JEUDI 22 MAI 2014 à 20h ▶ Ivre de femmes et de peinture, de Im Kwon-taek
Ivre de femmes et de peinture
de Im Kwon-taek
Corée du Sud – 2002 – 115′
Jang Seung-Ub, né en 1943, est un pauvre orphelin, réduit à la mendicité dans la rue. C’est alors que son chemin croise celui de Kim Byung-Moon, un bourgeois fortuné et esthète qui décide de le prendre en charge. Celui-ci constate très vite les dons du jeune homme pour la peinture et décide de l’encourager. Quelques années plus tard, il lui offre l’opportunité de faire son apprentissage artistique chez un maître respecté.
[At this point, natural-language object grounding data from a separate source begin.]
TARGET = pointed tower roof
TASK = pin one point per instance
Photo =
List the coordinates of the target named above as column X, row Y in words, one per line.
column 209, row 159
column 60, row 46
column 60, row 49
Une fois formé, Jang est introduit dans le milieu artistique professionnel, qu’il ne parvient jamais vraiment à intégrer. Alcoolique et amateur de femmes, il préfère en effet les chemins de traverse à la respectabilité de ses pairs…
« En images somptueuses, aussi simples et belles que les toiles de Jang Seung-up, dit Ohwon, le cinéaste sud-coréen Im Kwon-taek a filmé la vie d’un peintre du XIXe siècle dont on ne sait presque rien, dont bien des toiles ont disparu, mais qui est devenu une légende dans la Corée du Sud d’aujourd’hui. C’est peu dire qu’il a filmé cette vie. Il l’a rêvée, appelant l’imaginaire pour combler tous les pointillés laissés par la réalité. Le résultat (Prix de la mise en scène à Cannes) est un hymne magique, tragique à l’artiste, éternel étranger au monde dans lequel il vit ; et au bonheur que son art suscite chez les autres.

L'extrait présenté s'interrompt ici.